Un Cambiamento Nella Forma Della Vita…

Gli studenti, fino al ’68, si erano per lo più caratterizzati per il loro totale disimpegno, per le loro bravate goliardiche, per il loro inguaribile qualunquismo. Ora cambia tutto – nelle ideologie diffuse, nel costume, nei modi di essere e di pensare. „Mi occupo della forma; la forma è essenziale. Dopo gli anni della contestazione molto era cambiato; ma in noi, soprattutto, non tanto fuori.
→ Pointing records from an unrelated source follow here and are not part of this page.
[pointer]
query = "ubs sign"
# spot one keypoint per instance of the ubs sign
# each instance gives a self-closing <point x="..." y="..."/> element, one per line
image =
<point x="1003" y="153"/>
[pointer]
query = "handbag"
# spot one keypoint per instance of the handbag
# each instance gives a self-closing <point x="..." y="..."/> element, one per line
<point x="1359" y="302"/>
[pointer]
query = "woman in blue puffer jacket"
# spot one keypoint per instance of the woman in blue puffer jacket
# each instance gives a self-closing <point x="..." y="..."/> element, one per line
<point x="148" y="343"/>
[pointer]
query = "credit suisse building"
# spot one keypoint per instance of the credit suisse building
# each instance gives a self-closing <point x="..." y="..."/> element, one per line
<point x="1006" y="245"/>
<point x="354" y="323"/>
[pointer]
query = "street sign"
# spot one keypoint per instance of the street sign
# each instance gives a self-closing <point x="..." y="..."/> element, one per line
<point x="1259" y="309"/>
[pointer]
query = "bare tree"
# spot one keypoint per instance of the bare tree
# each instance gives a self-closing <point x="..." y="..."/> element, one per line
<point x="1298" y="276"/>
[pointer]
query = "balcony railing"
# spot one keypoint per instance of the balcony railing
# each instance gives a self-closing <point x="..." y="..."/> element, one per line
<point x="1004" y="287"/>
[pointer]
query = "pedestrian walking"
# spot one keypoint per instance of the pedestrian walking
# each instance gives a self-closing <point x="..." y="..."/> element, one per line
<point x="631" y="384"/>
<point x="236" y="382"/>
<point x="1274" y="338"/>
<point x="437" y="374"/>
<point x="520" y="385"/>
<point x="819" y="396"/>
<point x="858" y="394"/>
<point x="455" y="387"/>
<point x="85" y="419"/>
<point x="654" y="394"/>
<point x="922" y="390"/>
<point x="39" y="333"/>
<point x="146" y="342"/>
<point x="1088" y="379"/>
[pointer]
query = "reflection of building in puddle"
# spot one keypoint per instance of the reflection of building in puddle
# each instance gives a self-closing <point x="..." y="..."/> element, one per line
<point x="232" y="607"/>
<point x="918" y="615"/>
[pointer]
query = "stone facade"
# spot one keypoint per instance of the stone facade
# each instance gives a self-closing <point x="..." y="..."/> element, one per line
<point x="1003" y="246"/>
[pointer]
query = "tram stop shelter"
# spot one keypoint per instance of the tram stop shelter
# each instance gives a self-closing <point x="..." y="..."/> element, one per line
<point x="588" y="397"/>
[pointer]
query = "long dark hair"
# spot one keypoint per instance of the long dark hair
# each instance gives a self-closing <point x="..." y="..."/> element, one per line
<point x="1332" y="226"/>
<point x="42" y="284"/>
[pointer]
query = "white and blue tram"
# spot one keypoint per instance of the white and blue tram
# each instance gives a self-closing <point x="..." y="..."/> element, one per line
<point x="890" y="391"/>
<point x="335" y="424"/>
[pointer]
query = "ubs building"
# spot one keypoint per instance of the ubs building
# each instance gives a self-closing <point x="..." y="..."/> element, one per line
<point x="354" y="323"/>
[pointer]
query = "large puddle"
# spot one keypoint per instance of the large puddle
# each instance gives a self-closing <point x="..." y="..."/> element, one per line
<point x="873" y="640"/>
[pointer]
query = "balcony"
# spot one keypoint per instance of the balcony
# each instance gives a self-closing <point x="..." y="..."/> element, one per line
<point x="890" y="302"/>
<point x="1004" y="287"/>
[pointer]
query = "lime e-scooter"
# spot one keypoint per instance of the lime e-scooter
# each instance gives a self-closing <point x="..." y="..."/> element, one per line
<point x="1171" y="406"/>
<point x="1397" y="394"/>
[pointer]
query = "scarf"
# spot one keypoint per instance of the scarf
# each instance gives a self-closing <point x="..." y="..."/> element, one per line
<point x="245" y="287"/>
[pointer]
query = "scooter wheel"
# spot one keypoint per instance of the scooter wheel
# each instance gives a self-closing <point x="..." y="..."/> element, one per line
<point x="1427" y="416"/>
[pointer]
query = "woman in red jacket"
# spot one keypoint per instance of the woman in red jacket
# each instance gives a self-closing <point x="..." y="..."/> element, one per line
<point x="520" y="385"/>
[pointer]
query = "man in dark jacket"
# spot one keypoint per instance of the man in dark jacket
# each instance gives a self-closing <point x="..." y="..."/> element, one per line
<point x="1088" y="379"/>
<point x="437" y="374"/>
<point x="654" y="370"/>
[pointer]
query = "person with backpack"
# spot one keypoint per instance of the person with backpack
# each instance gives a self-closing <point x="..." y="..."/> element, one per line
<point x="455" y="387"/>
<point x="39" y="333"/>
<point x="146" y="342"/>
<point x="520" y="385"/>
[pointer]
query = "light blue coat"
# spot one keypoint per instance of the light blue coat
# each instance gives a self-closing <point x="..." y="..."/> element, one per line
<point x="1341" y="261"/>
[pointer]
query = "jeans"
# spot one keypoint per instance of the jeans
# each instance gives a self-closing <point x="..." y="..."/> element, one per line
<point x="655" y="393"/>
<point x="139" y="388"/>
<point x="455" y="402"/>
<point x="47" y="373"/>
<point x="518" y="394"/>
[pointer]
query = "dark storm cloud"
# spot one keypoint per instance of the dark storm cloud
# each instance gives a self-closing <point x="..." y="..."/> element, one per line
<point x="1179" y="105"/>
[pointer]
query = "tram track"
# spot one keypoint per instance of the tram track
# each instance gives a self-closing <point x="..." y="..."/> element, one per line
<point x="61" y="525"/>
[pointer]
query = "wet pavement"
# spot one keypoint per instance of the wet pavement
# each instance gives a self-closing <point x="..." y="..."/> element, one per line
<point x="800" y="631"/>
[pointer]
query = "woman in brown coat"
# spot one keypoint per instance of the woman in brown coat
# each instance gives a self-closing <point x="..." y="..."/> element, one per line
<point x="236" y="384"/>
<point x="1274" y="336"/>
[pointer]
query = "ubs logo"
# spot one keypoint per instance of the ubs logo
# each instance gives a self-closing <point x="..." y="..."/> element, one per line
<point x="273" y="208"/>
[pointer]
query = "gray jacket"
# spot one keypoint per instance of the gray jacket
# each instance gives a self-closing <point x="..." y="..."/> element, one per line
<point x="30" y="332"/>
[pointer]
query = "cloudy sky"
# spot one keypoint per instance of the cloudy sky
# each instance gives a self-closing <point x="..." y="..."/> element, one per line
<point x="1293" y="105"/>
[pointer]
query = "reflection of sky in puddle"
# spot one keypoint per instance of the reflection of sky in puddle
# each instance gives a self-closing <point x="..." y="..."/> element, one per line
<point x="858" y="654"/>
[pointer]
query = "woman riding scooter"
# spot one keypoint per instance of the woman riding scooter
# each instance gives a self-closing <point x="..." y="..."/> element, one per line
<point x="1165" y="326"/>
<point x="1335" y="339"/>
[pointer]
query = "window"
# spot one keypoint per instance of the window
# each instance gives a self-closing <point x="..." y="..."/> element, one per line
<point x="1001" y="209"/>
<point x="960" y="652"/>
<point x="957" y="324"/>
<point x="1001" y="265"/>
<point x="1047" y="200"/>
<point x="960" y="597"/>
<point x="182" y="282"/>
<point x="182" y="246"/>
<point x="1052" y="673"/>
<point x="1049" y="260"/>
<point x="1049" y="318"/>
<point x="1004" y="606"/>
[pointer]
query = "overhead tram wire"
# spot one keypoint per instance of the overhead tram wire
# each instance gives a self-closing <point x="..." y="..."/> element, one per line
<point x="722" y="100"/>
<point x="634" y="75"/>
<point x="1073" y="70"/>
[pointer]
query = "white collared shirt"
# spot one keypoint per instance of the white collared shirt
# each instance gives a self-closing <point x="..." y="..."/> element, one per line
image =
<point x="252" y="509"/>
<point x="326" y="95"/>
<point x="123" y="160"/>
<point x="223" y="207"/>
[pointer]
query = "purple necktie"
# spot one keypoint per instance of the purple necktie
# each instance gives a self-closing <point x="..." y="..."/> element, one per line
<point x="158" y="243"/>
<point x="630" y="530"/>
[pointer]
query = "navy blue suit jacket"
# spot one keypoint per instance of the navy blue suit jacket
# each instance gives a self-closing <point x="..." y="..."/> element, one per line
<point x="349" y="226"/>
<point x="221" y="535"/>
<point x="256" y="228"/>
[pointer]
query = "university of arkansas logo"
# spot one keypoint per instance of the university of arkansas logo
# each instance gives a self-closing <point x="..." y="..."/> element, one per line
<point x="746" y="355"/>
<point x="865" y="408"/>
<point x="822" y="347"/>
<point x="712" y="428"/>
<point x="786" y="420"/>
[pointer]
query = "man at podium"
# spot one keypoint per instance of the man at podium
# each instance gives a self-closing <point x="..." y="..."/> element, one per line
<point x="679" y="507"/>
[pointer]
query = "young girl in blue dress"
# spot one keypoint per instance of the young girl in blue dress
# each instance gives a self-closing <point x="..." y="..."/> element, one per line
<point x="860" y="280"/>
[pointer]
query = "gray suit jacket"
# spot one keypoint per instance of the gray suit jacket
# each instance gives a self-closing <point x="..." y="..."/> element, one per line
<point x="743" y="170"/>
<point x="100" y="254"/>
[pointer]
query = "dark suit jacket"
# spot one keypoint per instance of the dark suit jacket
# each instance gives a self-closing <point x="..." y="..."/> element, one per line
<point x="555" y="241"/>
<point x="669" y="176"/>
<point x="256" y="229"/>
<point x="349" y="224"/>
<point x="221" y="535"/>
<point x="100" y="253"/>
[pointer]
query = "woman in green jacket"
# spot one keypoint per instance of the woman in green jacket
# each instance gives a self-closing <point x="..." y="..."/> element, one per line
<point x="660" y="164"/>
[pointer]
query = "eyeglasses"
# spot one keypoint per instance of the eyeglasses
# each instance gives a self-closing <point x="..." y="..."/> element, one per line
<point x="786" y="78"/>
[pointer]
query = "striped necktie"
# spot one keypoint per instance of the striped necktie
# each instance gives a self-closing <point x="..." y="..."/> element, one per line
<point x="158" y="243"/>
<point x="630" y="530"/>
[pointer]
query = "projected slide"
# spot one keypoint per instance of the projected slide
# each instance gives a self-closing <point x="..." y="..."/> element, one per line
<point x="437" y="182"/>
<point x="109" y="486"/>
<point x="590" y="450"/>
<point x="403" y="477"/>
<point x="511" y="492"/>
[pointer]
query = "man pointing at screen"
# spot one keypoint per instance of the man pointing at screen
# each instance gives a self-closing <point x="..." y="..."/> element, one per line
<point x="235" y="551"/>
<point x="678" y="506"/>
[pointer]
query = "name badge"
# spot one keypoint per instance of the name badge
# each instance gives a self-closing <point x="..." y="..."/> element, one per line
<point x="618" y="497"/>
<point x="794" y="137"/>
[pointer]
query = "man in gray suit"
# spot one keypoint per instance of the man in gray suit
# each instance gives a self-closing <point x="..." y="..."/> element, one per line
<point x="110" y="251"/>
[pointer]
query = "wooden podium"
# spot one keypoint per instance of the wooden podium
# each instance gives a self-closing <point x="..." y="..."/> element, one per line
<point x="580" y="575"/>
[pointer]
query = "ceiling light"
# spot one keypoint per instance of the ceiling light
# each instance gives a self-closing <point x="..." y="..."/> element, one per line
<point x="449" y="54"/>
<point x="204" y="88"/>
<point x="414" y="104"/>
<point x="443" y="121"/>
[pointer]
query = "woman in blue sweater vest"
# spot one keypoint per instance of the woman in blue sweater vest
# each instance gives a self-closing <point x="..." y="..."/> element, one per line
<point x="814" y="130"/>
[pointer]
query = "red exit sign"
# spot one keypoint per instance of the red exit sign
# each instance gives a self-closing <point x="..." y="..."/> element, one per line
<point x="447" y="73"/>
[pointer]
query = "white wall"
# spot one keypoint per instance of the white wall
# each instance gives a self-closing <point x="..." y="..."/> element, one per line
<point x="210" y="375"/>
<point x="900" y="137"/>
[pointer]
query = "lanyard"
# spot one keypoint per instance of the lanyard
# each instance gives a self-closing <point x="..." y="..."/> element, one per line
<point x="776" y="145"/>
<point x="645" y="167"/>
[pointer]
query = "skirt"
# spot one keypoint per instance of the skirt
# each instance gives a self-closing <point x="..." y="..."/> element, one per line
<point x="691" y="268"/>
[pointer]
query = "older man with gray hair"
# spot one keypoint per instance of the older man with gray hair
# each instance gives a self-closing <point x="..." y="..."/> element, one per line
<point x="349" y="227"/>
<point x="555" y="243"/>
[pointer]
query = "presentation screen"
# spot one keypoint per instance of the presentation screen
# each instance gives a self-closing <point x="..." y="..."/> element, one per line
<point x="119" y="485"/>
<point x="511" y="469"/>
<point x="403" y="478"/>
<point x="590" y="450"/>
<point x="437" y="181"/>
Almeno io ho pensato cosi; e l’unico modo di ricavare davvero, comunque, una vittoria da quella fase, era capire cosa è stato davvero il ’68: un cambiamento nella „forma” della vita, nella „forma” delle cose. […] È cominciato un periodo nuovo, quello del rivoluzionamento continuo di tutti gli aspetti della vita”. „cambiamo la vita”, „riprendiamoci la vita” diverranno del resto, da quel momento, gli slogan preferiti dei movimenti dei giovani.

Una nuova generazione si affaccia sulla scena della politica, salta le tradizionali mediazioni partitiche, si impone come nuovo soggetto della lotta rivoluzionaria. È una generazione che fa’ dalla milizia, dall’impegno sociale e civile la sua scelta di vita, e che informa a questa fede tutti i momenti dell’esistenza: perfino gusti, i comportamenti, l’uso del tempo libero, i modi di vestire (dai jeans all’immancabile eskimo).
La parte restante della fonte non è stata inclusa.